Impact on Paytm Customers
The latest bar on the Paytm Payments Bank will not have any impact on the existing Paytm users. They will be able to do their app-related transactions as usual.
However, the latest RBI action comes at a time when Paytm was eyeing to upgrade its payments bank to a small finance bank licence, after completing five years of operation in May this year. So, the latest RBI directive could be a cause of concern on that front.
Impact on Business
“We do not expect the impact on business for Paytm from this ban to be substantial, since Paytm has already onboarded a very large customer base onto the payments bank. However, we would expect a significant impact on Paytm’s brand and customer loyalty going forward,” the Macquarie report read.

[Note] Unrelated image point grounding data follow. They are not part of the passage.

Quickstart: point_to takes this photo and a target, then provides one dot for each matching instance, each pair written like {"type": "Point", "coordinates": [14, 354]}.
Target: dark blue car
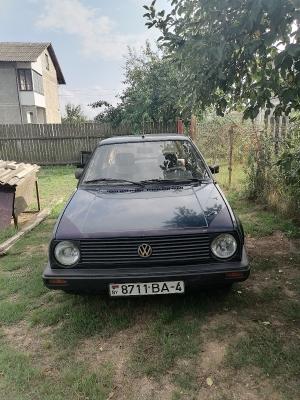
{"type": "Point", "coordinates": [147, 218]}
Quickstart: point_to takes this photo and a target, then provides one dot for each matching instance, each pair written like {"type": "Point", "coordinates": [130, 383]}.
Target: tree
{"type": "Point", "coordinates": [234, 52]}
{"type": "Point", "coordinates": [74, 115]}
{"type": "Point", "coordinates": [152, 92]}
{"type": "Point", "coordinates": [111, 114]}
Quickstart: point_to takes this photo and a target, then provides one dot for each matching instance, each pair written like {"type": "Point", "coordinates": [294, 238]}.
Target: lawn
{"type": "Point", "coordinates": [241, 343]}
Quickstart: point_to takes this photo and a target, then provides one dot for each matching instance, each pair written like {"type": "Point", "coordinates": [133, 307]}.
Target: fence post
{"type": "Point", "coordinates": [179, 127]}
{"type": "Point", "coordinates": [193, 128]}
{"type": "Point", "coordinates": [230, 153]}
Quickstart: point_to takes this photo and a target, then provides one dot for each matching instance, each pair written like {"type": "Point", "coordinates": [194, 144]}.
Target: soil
{"type": "Point", "coordinates": [226, 384]}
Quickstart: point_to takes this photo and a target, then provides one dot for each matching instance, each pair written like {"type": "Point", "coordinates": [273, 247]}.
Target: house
{"type": "Point", "coordinates": [29, 79]}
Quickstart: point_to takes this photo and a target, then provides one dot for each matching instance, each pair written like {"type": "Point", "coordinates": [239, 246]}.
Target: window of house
{"type": "Point", "coordinates": [30, 117]}
{"type": "Point", "coordinates": [30, 80]}
{"type": "Point", "coordinates": [37, 82]}
{"type": "Point", "coordinates": [25, 79]}
{"type": "Point", "coordinates": [47, 61]}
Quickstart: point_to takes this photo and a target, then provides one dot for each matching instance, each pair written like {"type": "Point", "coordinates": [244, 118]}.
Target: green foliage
{"type": "Point", "coordinates": [289, 162]}
{"type": "Point", "coordinates": [234, 52]}
{"type": "Point", "coordinates": [152, 92]}
{"type": "Point", "coordinates": [74, 115]}
{"type": "Point", "coordinates": [273, 174]}
{"type": "Point", "coordinates": [111, 114]}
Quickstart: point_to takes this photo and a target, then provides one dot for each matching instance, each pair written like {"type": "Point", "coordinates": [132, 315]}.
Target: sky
{"type": "Point", "coordinates": [90, 39]}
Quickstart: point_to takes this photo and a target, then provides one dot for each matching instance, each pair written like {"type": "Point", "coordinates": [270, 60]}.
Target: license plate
{"type": "Point", "coordinates": [149, 288]}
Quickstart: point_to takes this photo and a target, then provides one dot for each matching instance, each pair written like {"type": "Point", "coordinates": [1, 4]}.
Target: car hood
{"type": "Point", "coordinates": [93, 213]}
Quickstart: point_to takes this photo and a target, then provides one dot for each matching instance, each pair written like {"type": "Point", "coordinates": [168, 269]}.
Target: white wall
{"type": "Point", "coordinates": [31, 98]}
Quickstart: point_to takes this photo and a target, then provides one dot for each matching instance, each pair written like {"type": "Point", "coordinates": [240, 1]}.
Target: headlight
{"type": "Point", "coordinates": [223, 246]}
{"type": "Point", "coordinates": [67, 253]}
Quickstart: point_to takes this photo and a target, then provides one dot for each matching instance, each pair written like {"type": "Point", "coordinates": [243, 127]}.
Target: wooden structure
{"type": "Point", "coordinates": [17, 183]}
{"type": "Point", "coordinates": [59, 144]}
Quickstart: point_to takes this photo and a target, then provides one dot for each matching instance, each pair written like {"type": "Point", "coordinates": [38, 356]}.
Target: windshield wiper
{"type": "Point", "coordinates": [108, 180]}
{"type": "Point", "coordinates": [177, 180]}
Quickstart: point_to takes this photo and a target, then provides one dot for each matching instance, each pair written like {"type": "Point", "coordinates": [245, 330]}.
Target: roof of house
{"type": "Point", "coordinates": [29, 52]}
{"type": "Point", "coordinates": [13, 174]}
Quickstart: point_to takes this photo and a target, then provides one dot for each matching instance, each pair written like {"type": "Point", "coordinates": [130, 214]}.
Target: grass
{"type": "Point", "coordinates": [57, 346]}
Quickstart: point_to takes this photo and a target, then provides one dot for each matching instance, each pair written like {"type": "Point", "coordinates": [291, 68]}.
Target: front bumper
{"type": "Point", "coordinates": [212, 274]}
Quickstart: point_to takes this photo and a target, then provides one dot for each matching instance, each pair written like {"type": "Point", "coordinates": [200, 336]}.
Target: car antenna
{"type": "Point", "coordinates": [143, 134]}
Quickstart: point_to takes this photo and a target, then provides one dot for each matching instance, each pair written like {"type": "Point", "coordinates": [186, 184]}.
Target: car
{"type": "Point", "coordinates": [147, 218]}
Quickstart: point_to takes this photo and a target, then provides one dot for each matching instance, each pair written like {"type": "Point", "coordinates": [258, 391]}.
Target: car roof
{"type": "Point", "coordinates": [143, 138]}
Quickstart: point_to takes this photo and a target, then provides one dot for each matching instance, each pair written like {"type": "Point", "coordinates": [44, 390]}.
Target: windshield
{"type": "Point", "coordinates": [144, 161]}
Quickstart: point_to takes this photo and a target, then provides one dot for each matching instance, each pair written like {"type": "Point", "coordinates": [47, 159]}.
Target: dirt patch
{"type": "Point", "coordinates": [276, 244]}
{"type": "Point", "coordinates": [213, 379]}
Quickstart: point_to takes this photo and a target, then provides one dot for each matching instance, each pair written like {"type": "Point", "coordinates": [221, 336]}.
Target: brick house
{"type": "Point", "coordinates": [29, 79]}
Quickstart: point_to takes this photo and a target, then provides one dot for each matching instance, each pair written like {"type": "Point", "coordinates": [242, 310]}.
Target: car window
{"type": "Point", "coordinates": [172, 159]}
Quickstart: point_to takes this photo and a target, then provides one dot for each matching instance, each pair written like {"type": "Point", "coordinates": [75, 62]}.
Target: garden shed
{"type": "Point", "coordinates": [17, 184]}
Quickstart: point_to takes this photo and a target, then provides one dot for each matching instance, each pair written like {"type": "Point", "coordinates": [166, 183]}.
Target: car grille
{"type": "Point", "coordinates": [165, 250]}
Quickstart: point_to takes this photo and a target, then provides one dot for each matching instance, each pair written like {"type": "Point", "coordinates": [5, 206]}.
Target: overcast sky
{"type": "Point", "coordinates": [89, 37]}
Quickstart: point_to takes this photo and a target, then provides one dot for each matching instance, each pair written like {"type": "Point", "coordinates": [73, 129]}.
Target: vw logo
{"type": "Point", "coordinates": [144, 250]}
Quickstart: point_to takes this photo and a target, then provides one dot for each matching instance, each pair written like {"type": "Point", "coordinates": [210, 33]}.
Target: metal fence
{"type": "Point", "coordinates": [61, 143]}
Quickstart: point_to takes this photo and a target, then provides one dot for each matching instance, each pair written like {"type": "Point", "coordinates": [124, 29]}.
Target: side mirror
{"type": "Point", "coordinates": [214, 169]}
{"type": "Point", "coordinates": [85, 156]}
{"type": "Point", "coordinates": [78, 173]}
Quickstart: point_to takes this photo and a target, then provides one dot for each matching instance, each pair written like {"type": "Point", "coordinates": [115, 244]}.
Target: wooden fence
{"type": "Point", "coordinates": [52, 144]}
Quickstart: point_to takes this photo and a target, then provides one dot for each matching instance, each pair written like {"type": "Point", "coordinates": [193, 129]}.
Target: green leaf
{"type": "Point", "coordinates": [256, 7]}
{"type": "Point", "coordinates": [293, 49]}
{"type": "Point", "coordinates": [287, 64]}
{"type": "Point", "coordinates": [279, 58]}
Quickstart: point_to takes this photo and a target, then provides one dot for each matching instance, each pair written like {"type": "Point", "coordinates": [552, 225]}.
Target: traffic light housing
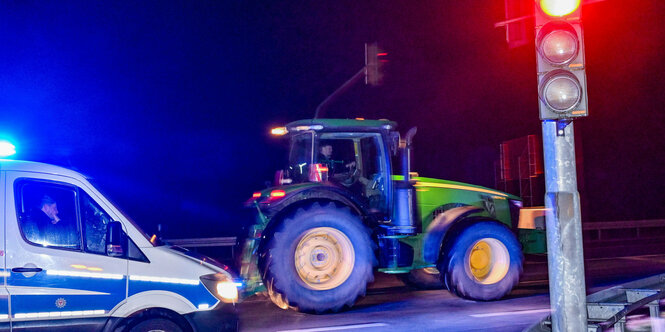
{"type": "Point", "coordinates": [560, 58]}
{"type": "Point", "coordinates": [375, 59]}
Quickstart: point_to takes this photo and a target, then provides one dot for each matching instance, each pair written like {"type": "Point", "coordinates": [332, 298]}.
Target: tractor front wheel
{"type": "Point", "coordinates": [320, 260]}
{"type": "Point", "coordinates": [483, 263]}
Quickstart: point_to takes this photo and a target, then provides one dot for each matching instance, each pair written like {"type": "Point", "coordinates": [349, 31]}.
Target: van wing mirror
{"type": "Point", "coordinates": [115, 239]}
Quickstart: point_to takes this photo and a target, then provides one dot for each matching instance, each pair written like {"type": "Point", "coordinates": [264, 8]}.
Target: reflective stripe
{"type": "Point", "coordinates": [27, 290]}
{"type": "Point", "coordinates": [164, 280]}
{"type": "Point", "coordinates": [85, 274]}
{"type": "Point", "coordinates": [55, 314]}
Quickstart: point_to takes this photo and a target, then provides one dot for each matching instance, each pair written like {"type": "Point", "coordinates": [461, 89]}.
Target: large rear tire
{"type": "Point", "coordinates": [320, 260]}
{"type": "Point", "coordinates": [483, 263]}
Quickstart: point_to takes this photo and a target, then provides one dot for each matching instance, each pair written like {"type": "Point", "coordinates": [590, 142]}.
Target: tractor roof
{"type": "Point", "coordinates": [341, 125]}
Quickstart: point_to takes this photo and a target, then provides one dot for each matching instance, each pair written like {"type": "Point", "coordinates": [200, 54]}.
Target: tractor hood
{"type": "Point", "coordinates": [424, 183]}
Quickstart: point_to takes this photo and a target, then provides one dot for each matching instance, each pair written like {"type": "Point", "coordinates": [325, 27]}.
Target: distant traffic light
{"type": "Point", "coordinates": [375, 59]}
{"type": "Point", "coordinates": [560, 55]}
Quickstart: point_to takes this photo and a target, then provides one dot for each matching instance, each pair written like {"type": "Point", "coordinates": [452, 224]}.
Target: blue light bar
{"type": "Point", "coordinates": [7, 149]}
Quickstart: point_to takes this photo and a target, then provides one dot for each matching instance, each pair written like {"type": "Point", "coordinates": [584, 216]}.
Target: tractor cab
{"type": "Point", "coordinates": [353, 156]}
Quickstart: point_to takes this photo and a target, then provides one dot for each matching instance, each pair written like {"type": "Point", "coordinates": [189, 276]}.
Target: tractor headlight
{"type": "Point", "coordinates": [222, 287]}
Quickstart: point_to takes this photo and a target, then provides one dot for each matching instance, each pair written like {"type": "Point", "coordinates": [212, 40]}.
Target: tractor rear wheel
{"type": "Point", "coordinates": [320, 260]}
{"type": "Point", "coordinates": [483, 263]}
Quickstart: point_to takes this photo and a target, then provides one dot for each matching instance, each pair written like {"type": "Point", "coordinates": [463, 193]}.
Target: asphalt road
{"type": "Point", "coordinates": [392, 306]}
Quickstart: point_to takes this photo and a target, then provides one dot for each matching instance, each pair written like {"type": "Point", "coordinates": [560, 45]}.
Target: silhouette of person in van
{"type": "Point", "coordinates": [45, 227]}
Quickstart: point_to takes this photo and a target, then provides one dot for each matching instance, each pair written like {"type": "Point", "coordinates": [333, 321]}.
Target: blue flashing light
{"type": "Point", "coordinates": [7, 149]}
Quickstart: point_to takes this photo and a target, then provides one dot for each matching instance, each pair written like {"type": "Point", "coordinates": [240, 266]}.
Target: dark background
{"type": "Point", "coordinates": [168, 105]}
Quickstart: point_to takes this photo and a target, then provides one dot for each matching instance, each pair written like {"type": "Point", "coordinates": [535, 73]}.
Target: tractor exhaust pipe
{"type": "Point", "coordinates": [406, 154]}
{"type": "Point", "coordinates": [403, 213]}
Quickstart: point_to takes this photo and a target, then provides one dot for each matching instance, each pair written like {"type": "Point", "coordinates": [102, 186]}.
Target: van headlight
{"type": "Point", "coordinates": [222, 287]}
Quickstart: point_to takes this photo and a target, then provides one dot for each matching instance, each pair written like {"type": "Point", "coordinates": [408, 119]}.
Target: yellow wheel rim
{"type": "Point", "coordinates": [324, 258]}
{"type": "Point", "coordinates": [488, 261]}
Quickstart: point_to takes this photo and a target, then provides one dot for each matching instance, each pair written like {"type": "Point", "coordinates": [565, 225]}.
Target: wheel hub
{"type": "Point", "coordinates": [324, 258]}
{"type": "Point", "coordinates": [488, 261]}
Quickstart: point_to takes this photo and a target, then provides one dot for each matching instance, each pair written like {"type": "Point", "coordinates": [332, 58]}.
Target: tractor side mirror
{"type": "Point", "coordinates": [394, 142]}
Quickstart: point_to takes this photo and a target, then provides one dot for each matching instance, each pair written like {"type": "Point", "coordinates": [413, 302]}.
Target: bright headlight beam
{"type": "Point", "coordinates": [228, 291]}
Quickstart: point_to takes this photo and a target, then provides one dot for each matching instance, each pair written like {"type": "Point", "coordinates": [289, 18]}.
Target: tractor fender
{"type": "Point", "coordinates": [437, 229]}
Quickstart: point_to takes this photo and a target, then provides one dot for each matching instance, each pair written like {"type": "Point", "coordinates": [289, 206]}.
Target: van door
{"type": "Point", "coordinates": [58, 270]}
{"type": "Point", "coordinates": [4, 295]}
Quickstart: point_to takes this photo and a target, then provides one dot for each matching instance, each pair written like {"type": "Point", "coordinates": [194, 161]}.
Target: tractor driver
{"type": "Point", "coordinates": [325, 157]}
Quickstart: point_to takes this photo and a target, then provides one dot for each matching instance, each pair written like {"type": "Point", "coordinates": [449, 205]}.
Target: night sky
{"type": "Point", "coordinates": [168, 105]}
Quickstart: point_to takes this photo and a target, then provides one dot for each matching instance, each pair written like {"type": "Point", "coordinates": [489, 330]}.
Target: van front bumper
{"type": "Point", "coordinates": [224, 317]}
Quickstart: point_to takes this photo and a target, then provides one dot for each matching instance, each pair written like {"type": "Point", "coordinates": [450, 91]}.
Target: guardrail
{"type": "Point", "coordinates": [634, 237]}
{"type": "Point", "coordinates": [229, 241]}
{"type": "Point", "coordinates": [610, 307]}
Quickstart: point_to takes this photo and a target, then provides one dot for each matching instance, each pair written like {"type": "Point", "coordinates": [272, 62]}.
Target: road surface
{"type": "Point", "coordinates": [392, 306]}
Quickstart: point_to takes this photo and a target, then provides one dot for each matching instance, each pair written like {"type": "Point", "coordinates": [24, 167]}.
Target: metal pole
{"type": "Point", "coordinates": [564, 228]}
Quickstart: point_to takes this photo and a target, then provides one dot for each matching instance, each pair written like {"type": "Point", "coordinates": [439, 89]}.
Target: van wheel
{"type": "Point", "coordinates": [426, 278]}
{"type": "Point", "coordinates": [156, 325]}
{"type": "Point", "coordinates": [483, 263]}
{"type": "Point", "coordinates": [320, 260]}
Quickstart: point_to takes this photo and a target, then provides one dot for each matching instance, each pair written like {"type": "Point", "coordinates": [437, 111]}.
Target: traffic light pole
{"type": "Point", "coordinates": [564, 228]}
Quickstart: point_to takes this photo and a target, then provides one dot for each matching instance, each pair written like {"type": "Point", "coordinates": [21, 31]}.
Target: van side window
{"type": "Point", "coordinates": [47, 214]}
{"type": "Point", "coordinates": [94, 221]}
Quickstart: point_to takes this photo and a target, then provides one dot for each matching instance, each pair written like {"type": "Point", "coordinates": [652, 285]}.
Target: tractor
{"type": "Point", "coordinates": [348, 204]}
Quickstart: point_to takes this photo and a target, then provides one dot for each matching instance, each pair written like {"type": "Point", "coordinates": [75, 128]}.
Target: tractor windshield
{"type": "Point", "coordinates": [355, 161]}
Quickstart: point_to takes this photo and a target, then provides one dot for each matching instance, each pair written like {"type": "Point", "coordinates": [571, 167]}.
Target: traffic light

Meanwhile, an industry source said that “This will have an impact on Paytm’s business operations. In addition, there might be reputational concerns as well, considering Paytm has been earlier prohibited by the RBI from onboarding new customers when the RBI had identified lapses in Paytm’s KYC processes.
According to Macquarie, the recent developments substantially reduce Paytm’s chances of upgrading to a small finance bank licence. The company is due to apply for the licence in May 2022, after the Payments Bank completes five years.
Paytm Payments Bank was incorporated in August 2016 and formally began its operations in May 2017 from a branch in Noida. As per the last disclosed numbers, PPBL had around 6.4 crore customers.
This is not the first time Paytm and Paytm Payments Banks led by Vijay Shekhar Sharma have run into troubles with RBI. The RBI had in June 2018 too prohibited PPBL from onboarding new customers on account of supervisory concerns. The restrictions were lifted on December 31, 2018.
The central bank had also issued a show-cause notice to the firm dated July 29, 2021, stating that Paytm Payments Bank had committed an offence under the Payment and Settlement Systems Act, 2007 by submitting false information to RBI confirming completion of the transfer of Bharat Bill Payment Operating Unit business by One97 Communications to PPBL.